Lojaru Lenkalaani v Republic [2012] KECA 225 (KLR) | Manslaughter | Esheria

Lojaru Lenkalaani v Republic [2012] KECA 225 (KLR)

Full Case Text

IN THE COURT OF APPEAL

AT NAKURU

(CORAM: WAKI, ONYANGO OTIENO & NYAMU, JJ.A.)

CRIMINAL APPEAL NO. 136 OF 2009

BETWEEN

LOJARU LENKALAANI ………………….…………….. APPELLANT

AND

REPUBLIC ………………………………..……………. RESPONDENT

(Appeal from a conviction and sentence of the High Court of Kenya at Nakuru (Maraga, J) dated 25th June, 2009

in

H. C. CR.C.NO.59 OF 2006)

******************

JUDGMENT OF THE COURT

The appellant was on 28th August, 2006 arraigned before the High Court in Nakuru for the offence of murder contrary to section 203 as read with section 204 of the Penal Code. His trial with the aid of assessors commenced and the prosecution called three witnesses to testify before the case was adjourned for further hearing. It is at that stage that the appellant offered to plead to the lesser offence of manslaughter and the offer was accepted by the prosecution. The charge of manslaughter contrary to section 202 as read with section 205 of the Penal Code was substituted on 16th June, 2009, alleging that the appellant did on 17th November, 2005 at Sesia Sub-location, Wamba, in Samburu District, Rift Valley Province, unlawfully kill Loponin Lentadanya. He pleaded guilty to that charge and further, freely accepted as truthful, the following facts as put forward by the prosecution:-

“On 17th November, 2005 at about 8. 30 a.m the accused went to the deceased’s house and asked him to his house(sic). When they got into his house, accused alleged that deceased was seducing accused’s wife when he was away in Nairobi. A fight erupted. Deceased ran out of the house. Accused picked up a sword and chased the deceased. When he caught up with him he cut him on the neck killing him on the spot.

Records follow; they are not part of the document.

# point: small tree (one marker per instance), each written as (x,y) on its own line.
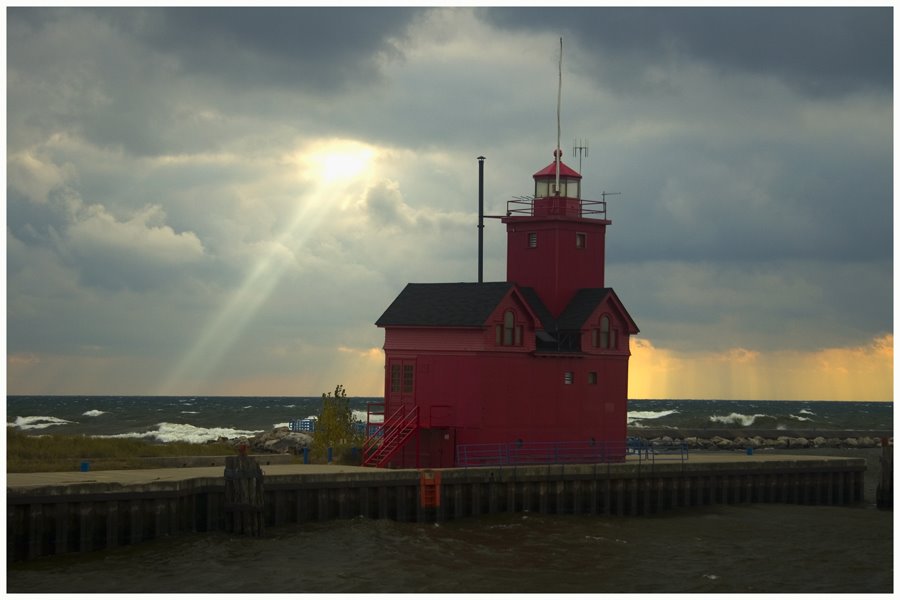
(335,428)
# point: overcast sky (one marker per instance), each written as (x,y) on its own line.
(223,201)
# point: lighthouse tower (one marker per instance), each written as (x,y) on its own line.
(556,242)
(517,370)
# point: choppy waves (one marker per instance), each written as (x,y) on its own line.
(635,417)
(25,423)
(738,419)
(180,432)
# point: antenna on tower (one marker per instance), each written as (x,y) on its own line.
(579,149)
(558,102)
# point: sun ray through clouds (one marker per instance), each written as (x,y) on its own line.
(337,168)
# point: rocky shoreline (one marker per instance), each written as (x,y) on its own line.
(782,442)
(282,440)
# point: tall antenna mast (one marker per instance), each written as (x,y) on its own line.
(558,102)
(580,149)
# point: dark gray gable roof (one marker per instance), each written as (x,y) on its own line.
(444,304)
(548,323)
(580,307)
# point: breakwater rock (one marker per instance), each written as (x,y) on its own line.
(781,442)
(280,440)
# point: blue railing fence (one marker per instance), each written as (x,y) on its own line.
(571,452)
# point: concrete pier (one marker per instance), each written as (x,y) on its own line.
(57,513)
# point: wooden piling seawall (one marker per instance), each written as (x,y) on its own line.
(884,493)
(81,516)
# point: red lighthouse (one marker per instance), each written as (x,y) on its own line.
(514,371)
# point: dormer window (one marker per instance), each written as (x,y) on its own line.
(605,336)
(509,333)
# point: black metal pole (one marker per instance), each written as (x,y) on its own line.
(480,219)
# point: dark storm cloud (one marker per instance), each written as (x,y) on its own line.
(826,51)
(322,48)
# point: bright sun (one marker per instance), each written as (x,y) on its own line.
(337,160)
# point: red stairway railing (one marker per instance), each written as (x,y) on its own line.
(389,439)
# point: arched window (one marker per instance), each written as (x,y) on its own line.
(604,331)
(605,336)
(509,333)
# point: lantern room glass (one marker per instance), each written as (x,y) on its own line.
(568,187)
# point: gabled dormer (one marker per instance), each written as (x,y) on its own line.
(513,323)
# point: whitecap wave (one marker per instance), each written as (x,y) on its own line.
(181,432)
(636,415)
(737,419)
(799,418)
(38,422)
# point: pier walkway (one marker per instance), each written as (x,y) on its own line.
(57,513)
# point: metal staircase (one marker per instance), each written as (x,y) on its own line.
(386,441)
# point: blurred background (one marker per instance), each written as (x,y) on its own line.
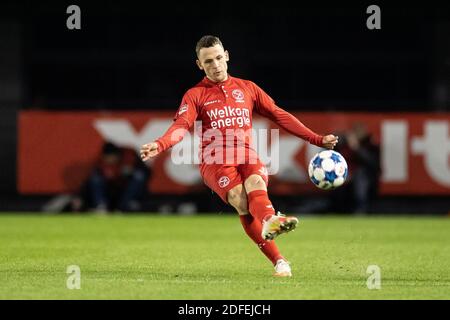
(76,104)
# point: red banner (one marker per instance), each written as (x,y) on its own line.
(57,150)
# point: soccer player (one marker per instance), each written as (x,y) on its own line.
(224,105)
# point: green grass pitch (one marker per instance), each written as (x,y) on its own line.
(210,257)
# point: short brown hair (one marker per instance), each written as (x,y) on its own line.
(207,42)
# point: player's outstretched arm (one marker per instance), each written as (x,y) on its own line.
(329,141)
(149,150)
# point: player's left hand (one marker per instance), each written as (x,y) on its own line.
(330,141)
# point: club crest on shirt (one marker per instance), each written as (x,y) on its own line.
(224,181)
(182,109)
(238,95)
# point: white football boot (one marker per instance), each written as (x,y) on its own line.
(274,225)
(282,269)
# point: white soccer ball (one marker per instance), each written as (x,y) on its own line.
(328,170)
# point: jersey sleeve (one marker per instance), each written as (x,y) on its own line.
(265,106)
(184,118)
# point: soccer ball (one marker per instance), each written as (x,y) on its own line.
(328,169)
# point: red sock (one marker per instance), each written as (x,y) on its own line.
(259,204)
(253,228)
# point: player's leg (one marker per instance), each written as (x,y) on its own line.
(255,184)
(237,198)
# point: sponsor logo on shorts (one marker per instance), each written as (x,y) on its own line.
(224,181)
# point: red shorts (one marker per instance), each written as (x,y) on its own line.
(221,178)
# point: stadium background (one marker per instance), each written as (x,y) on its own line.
(138,59)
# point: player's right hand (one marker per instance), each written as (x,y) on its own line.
(149,150)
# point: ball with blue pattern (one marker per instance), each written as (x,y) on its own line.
(328,169)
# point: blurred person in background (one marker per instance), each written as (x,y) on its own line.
(363,157)
(117,182)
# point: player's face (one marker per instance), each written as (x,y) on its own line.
(213,61)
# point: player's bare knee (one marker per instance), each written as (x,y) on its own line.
(255,182)
(238,199)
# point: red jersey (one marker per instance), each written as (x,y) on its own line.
(226,108)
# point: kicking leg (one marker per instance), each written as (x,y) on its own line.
(253,227)
(261,208)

Accused ran away but he was later arrested by police. The body was taken to Maralal mortuary. Post mortem revealed the cause of death as trauma to the spinal code due to sharp cut wound. This is the post mortem report – Ex. 1. This is also a certificate of accused’s fitness to stand trial – Ex. 2”.

He was convicted accordingly and an opportunity was given to him for mitigation before sentence. Learned counsel for him at the time stated thus:-

“Accused is very remorseful. He has been in custody since September 2006 during which he has considered his act. He is married with one child. As he is an orphan, his family have nobody to take care of them. He has been converted to Islam. He prays for alenient sentence.”

Upon considering the circumstances surrounding the offence and the mitigating factors advanced on behalf of the appellant, the learned trial Judge (Maraga, J, as he then was) sentenced him to serve five years imprisonment.

The appellant was aggrieved by that sentence and now comes before us in person pleading that the sentence was excessive and did not consider the mitigating factors; that he had spent three years in custody before his trial commenced; that he was an orphan looking after his sister, his wife and two children; that he had suffered stress in prison; that he was a first offender and that he had no intention of killing the deceased. He prayed for reduction of the sentence. In opposing the appeal, learned State Counsel Ms. Nerolyne Idagwa, submitted that the issues raised on appeal were raised and properly considered before the trial court. In her view, the sentence of 5 years was lenient since the law provides for a maximum life imprisonment for manslaughter.

As this is a first appeal, this Court has the jurisdiction to hear and determine a challenge on sentence. Sentencing, however, is a matter of discretion for the trial court, and this court has stated severally, that it will not interfere with such discretion unless it appears that in assessing sentence the trial court acted on some wrong principle or did not act on some correct one or has imposed a sentence which is manifestly excessive – see Ogalo Owuora vs Republic [1954] 21 EACA 270 (CA-K) and Muoki vs Republic [1985] KLR 325. The trial court had the discretion to impose a maximum sentence of life imprisonment for the serious crime which the appellant freely admitted. We are satisfied that the Judge fully considered the mitigating circumstances put forward by the appellant’s counsel and also considered the circumstances surrounding the offence before meting out the sentence of five years. It was a lawful sentence, though lenient in the circumstances as correctly observed by Ms. Idagwa, and we have no reason to interfere with it. The appeal is rejected in its entirety and the sentence is upheld.

It is so ordered.

Dated and delivered at Nakuru this 23rd day of February, 2012.

P. N. WAKI

……………..….……

JUDGE OF APPEAL

J. W. ONYANGO OTIENO

……………………….

JUDGE OF APPEAL

J. G. NYAMU

……………….……….

JUDGE OF APPEAL

I certify that this isa true copy of the original.